Cependant trois situations, communes à ces deux espèces, peuvent entraîner des complications médicales : « piqûres multiples ou piqûre unique avec localisation muqueuse ou encore patient allergique au venin d’hyménoptère ». De plus, des pompiers et les destructeurs amateurs subissent de temps en temps des projections dans les yeux par des frelons femelles agressives du fait que leur nid est attaqué au travers du grillage des masques de protection des intervenants. Bien que douloureux ces jets n'empêchent pas de terminer l'opération en cours. Les professionnels savent tous que les lunettes bien que pénalisantes pour la vue sont obligatoires. L'écart de température entre le corps de la personne et l'extérieur forme une buée aux lunettes sous la grille. Ces jets sont d'origine inconnue par les centres anti poison aux dernières nouvelles. L'injection de venin est d'origine mécanique, donc cela ne semble pas possible à travers une grille de protection

Notons toutefois que le frelon à pattes jaunes n'est pas influencé par le tropisme de la lumière contrairement à son cousin Vespa crabro. De ce fait, il se montre moins invasif dans les habitations éclairées la nuit et donc moins dangereux que le frelon commun.
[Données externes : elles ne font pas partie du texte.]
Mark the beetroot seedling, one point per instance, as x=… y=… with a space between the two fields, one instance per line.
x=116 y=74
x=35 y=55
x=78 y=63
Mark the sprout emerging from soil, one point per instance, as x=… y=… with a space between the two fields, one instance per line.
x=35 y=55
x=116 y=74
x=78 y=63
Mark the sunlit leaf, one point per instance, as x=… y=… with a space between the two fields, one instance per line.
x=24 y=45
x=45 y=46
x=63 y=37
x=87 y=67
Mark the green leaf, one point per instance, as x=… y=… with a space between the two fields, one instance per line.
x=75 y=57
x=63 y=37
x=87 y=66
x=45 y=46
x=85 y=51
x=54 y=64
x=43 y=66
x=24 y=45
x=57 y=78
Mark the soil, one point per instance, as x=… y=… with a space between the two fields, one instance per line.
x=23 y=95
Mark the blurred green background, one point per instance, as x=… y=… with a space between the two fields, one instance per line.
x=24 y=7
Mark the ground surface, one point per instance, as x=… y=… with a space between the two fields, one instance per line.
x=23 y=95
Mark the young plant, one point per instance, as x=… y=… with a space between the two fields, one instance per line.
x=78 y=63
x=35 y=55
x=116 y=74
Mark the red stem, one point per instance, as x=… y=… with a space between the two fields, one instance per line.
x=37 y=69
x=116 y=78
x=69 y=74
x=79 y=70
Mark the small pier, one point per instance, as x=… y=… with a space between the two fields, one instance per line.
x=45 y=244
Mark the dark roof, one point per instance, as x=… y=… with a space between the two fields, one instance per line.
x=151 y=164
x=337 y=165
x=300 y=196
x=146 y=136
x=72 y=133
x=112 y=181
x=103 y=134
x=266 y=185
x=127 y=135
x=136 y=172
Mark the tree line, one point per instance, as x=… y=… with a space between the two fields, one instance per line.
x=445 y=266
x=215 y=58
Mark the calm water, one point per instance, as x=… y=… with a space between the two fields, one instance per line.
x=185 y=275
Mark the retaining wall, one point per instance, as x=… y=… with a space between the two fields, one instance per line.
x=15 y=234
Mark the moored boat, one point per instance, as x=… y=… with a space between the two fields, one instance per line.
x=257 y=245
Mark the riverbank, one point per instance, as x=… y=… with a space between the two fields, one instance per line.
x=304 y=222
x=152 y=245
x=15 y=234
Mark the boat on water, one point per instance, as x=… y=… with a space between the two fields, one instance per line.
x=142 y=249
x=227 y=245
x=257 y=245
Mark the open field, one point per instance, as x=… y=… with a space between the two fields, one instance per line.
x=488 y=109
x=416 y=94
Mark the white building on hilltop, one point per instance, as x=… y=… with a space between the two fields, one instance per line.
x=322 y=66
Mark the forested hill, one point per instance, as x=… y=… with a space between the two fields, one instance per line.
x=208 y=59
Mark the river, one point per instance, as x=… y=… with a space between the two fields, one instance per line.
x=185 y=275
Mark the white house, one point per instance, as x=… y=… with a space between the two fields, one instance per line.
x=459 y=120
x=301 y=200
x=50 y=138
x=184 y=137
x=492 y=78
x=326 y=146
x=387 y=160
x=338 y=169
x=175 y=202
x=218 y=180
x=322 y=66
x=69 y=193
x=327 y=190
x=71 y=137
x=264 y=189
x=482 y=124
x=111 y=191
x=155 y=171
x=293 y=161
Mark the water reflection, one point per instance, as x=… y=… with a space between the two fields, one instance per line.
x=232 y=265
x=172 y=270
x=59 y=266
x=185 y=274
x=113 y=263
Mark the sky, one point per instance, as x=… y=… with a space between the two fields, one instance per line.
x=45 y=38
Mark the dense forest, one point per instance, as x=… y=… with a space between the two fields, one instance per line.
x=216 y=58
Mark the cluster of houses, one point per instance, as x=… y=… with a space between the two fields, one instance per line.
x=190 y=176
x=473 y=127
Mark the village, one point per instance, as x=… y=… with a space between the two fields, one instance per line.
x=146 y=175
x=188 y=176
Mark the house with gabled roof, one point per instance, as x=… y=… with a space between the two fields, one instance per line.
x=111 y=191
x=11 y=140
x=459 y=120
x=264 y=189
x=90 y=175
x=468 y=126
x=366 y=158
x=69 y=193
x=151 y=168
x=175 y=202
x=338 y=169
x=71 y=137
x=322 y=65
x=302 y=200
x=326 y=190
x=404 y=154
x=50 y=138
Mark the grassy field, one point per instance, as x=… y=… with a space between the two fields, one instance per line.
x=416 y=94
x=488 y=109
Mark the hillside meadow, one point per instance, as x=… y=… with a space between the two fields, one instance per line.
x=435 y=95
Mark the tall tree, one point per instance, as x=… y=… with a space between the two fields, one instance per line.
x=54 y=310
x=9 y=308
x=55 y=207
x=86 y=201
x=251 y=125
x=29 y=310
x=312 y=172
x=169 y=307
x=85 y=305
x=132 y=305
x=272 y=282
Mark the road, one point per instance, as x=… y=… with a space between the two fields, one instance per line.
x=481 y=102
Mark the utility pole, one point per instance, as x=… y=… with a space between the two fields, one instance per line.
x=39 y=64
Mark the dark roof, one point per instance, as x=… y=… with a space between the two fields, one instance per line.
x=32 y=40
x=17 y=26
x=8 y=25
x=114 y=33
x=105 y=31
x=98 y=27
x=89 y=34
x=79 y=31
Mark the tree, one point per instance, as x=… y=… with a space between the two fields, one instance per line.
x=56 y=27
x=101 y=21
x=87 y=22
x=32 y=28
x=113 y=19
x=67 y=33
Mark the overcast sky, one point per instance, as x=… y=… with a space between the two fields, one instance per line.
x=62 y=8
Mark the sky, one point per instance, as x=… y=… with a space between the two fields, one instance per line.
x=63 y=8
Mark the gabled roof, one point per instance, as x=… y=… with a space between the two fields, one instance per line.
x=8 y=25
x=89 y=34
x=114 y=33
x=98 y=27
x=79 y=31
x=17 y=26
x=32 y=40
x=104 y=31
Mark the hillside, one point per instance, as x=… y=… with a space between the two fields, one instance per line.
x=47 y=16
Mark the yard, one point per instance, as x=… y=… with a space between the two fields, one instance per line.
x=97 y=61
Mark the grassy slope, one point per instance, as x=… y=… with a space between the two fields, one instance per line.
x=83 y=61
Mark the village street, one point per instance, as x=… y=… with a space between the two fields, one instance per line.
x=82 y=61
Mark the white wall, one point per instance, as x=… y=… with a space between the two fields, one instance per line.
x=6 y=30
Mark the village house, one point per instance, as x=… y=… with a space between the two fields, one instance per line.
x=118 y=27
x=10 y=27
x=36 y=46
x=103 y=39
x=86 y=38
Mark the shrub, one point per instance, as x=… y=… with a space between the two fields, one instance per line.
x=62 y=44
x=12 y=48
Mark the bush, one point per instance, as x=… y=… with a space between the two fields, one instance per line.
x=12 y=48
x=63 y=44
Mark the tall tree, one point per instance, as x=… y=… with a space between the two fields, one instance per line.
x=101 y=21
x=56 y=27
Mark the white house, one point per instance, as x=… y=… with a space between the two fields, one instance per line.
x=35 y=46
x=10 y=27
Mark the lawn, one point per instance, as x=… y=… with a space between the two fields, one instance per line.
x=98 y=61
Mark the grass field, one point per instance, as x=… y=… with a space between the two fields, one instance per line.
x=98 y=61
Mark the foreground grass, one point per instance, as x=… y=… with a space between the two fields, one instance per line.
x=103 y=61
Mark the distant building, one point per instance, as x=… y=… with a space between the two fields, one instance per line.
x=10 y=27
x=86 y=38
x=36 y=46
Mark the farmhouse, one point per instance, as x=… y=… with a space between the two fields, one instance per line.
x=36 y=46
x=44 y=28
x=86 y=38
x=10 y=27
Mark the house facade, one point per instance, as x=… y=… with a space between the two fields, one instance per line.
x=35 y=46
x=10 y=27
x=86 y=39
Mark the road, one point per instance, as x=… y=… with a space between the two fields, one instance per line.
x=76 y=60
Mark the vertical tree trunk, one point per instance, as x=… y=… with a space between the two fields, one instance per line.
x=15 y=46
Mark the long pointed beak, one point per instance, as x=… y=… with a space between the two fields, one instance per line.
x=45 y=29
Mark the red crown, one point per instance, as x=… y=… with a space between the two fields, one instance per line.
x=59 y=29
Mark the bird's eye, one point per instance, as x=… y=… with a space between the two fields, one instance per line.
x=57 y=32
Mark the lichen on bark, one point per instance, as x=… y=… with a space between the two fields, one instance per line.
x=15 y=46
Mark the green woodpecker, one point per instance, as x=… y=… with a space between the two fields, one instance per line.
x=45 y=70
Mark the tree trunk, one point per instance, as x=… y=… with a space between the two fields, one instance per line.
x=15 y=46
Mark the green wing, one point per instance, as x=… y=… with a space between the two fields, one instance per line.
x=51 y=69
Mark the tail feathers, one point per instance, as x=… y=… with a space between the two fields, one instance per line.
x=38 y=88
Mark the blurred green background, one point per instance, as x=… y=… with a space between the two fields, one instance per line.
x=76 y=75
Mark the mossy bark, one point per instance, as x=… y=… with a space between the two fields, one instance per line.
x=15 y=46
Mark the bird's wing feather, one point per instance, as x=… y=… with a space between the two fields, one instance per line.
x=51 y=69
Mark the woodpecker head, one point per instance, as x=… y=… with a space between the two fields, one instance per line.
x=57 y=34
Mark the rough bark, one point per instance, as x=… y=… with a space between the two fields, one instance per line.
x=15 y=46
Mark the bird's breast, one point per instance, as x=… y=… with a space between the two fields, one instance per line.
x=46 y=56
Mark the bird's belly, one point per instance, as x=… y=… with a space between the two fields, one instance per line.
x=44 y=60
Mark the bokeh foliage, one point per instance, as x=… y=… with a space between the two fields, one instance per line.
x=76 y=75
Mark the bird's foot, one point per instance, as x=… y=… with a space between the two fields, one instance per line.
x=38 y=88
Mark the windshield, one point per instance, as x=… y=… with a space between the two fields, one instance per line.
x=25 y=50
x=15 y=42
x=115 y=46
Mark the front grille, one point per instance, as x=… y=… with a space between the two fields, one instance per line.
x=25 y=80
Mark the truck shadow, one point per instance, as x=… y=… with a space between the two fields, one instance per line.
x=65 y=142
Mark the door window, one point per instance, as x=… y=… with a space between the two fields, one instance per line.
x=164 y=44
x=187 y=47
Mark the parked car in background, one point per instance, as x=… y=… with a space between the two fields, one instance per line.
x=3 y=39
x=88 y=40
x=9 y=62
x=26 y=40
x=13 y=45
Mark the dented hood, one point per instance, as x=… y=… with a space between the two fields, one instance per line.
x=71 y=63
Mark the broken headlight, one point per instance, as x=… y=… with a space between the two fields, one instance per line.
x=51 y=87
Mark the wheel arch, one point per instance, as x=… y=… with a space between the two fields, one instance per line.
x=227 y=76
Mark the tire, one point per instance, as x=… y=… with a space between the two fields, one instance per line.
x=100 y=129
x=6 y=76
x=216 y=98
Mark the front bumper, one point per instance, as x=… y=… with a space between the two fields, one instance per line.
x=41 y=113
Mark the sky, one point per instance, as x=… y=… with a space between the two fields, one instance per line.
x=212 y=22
Attention toutefois, un nid détruit peut induire des frelons errants un jour ou deux, et donc des frelons à pattes jaunes peuvent dans ce cas venir aux lumières la nuit venue.
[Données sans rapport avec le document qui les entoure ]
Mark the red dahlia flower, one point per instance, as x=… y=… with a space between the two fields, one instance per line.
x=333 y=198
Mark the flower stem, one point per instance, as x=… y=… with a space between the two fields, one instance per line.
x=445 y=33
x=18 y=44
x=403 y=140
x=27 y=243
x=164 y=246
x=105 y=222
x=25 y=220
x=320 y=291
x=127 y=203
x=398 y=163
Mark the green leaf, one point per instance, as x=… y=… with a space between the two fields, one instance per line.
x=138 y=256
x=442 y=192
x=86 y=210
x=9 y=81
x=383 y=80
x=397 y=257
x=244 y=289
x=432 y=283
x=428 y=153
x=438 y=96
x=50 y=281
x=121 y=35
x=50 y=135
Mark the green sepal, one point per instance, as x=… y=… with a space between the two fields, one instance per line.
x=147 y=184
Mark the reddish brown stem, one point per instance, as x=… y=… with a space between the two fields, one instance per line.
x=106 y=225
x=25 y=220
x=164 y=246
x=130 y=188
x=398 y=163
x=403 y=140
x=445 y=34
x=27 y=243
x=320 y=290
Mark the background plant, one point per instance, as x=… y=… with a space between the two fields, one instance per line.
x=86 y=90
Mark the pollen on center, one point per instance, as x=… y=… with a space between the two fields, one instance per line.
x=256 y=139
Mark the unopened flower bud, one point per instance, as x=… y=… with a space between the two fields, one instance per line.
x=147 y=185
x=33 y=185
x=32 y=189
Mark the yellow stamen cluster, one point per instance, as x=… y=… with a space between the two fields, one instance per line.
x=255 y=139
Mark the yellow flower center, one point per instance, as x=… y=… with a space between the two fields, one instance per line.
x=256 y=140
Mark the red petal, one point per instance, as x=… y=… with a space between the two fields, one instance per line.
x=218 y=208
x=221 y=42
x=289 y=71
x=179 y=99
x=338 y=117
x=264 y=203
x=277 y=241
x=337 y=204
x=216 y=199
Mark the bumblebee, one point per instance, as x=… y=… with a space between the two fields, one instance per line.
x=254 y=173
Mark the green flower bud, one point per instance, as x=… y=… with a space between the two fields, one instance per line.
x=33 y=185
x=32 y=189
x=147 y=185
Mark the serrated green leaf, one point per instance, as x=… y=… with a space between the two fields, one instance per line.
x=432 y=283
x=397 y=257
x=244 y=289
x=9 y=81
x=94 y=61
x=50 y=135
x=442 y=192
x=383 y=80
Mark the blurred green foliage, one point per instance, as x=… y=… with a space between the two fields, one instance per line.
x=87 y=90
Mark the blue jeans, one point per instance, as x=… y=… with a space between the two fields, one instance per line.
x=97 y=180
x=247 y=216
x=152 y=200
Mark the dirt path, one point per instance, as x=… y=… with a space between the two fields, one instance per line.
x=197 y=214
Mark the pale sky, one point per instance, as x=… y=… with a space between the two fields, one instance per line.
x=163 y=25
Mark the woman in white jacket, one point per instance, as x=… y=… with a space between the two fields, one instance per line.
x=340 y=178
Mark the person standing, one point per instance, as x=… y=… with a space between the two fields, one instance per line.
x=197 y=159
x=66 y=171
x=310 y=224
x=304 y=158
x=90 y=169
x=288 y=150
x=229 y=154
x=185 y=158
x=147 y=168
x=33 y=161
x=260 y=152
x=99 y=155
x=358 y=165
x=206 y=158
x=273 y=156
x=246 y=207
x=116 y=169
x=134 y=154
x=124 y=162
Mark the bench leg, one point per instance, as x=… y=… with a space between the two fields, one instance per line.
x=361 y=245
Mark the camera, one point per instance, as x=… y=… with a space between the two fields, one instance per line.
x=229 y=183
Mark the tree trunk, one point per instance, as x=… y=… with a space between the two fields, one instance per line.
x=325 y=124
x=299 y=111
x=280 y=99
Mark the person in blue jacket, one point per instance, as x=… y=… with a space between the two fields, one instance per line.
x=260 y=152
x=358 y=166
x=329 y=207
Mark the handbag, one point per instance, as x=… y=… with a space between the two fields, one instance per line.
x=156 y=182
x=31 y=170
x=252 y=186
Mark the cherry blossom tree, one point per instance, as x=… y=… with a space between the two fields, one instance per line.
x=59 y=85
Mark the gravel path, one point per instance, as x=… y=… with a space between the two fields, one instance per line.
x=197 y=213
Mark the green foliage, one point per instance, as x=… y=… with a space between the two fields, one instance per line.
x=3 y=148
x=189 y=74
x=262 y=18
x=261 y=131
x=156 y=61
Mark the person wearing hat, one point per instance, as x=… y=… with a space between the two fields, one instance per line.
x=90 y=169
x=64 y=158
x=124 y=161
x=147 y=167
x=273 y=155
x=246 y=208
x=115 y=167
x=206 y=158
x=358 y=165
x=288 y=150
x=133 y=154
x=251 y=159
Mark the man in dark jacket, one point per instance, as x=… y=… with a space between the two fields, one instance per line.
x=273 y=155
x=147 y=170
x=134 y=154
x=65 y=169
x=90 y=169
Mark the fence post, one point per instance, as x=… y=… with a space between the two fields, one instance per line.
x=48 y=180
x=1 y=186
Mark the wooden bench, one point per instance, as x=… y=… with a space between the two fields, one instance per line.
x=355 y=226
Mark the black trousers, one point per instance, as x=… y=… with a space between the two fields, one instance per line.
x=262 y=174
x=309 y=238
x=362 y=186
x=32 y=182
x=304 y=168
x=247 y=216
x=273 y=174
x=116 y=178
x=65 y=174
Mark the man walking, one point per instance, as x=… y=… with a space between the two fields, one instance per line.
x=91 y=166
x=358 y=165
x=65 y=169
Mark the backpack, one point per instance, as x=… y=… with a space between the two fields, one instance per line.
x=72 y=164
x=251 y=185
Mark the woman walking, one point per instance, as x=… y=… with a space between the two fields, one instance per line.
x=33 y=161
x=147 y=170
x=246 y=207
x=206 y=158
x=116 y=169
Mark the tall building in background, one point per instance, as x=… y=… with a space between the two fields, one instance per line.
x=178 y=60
Observations des nids sur Dieupentale

Comportements sur un fusain en fleur

Suivi en France

La première mise en garde face à cette espèce date de 2006.
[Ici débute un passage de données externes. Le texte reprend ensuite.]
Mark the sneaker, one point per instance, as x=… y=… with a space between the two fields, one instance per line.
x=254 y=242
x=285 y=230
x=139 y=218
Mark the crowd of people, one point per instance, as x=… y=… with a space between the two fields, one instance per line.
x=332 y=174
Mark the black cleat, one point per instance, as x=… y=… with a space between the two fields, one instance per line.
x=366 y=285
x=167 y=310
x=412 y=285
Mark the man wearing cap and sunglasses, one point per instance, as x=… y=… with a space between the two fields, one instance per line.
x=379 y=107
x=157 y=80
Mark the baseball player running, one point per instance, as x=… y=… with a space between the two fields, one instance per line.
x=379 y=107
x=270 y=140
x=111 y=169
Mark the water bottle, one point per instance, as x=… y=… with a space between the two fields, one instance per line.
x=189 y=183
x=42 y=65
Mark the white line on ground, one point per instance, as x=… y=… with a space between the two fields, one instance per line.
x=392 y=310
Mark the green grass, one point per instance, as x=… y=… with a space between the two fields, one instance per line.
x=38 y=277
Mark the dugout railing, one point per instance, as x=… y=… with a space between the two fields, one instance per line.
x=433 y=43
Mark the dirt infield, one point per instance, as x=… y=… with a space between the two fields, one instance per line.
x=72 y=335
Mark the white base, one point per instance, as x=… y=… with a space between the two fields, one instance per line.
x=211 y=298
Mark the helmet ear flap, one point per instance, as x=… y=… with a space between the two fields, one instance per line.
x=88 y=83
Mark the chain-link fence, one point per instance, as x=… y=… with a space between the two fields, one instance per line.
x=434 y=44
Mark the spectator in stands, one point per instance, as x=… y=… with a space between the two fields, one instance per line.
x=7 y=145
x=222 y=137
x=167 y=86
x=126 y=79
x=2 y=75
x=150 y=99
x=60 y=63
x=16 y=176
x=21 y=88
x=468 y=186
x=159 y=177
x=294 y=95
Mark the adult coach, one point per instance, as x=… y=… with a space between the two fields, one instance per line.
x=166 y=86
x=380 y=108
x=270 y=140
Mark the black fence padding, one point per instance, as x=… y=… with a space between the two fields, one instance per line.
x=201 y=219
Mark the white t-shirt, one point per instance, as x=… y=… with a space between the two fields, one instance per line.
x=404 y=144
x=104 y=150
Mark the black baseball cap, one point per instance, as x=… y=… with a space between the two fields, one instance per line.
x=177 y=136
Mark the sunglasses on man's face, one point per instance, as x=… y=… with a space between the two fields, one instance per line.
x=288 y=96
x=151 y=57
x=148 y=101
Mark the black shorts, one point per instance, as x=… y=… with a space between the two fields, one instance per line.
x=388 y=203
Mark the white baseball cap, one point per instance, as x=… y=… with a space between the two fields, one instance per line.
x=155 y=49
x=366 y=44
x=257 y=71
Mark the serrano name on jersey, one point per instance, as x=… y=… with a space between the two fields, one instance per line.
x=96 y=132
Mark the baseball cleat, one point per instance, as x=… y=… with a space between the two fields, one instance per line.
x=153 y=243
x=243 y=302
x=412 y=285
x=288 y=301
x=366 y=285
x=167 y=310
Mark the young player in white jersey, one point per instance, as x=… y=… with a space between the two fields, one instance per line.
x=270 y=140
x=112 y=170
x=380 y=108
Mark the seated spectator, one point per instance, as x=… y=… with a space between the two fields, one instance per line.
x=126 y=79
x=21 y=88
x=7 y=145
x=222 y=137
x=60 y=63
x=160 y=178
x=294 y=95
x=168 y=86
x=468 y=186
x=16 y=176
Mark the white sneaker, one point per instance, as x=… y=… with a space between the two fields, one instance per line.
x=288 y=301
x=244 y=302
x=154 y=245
En septembre 2009, un nid est découvert en îile de France au Blanc-Mesnil, au nord-est de Paris, mais en réalité, l'espèce aurait déjà franchi la frontière franco-belge (un nid de 60-80 cm de diamètre a été détruit par les pompiers, dans un bouleau, à environ 20 m de hauteur, à Somain (Nord) fin octobre 2011). En octobre 2012, un nid est découvert à Jouy en Josas, au sud-ouest de Paris et, en novembre, un homme est mortellement piqué à Coron près de Saumur.

Evolution de l'espèce

 

 Les scientifiques du Muséum national d'histoire naturelle ont proposé à des naturalistes volontaires de signaler l'évolution et les déplacements de cette population sur leur site web via une fiche de signalement, en lien avec le réseau DaIsie (Delivering Alien Invasive Species Inventories Europe) qui en Europe suit les espèces d'invertébrés devenus invasifs. Une fiche d'aide à l'identification est en ligne sur le site du système d’information sur la nature et les paysages

Présentation de L'INPN, Inventaire National du Patrimoine Naturel

L’article L 411-5 du code de l’environnement institue pour l'ensemble du territoire national terrestre, fluvial et marin un inventaire national du patrimoine naturel, défini comme « l'inventaire des richesses écologiques, faunistiques, floristiques, géologiques, minéralogiques et paléontologiques ».

Actualités sanitaires

Selon les scientifiques et les acteurs du monde apicole, le frelon asiatique cause des dommages importants sur les populations d'abeilles et participe ainsi au phénomène d'effondrement des colonies d'abeilles observé dans les ruches depuis plusieurs années.En effet, les frelons sont de redoutables prédateurs d'insectes (guêpes, mouches...) et notamment d'abeilles.

Début octobre 2012,le gouvernement français a proposé son classement en espèce exotique envahissante et nuisible à l'apiculture. Ils répondent ainsi en outre aux attentes légitimes des associations d'apiculteurs qui ont formulé cette demande depuis plusieurs années. Le classement d'une espèce comme espèce exotique envahissante et comme danger sanitaire permet l'élaboration et la mise en œuvre de programmes de lutte obligatoire au niveau national et départemental.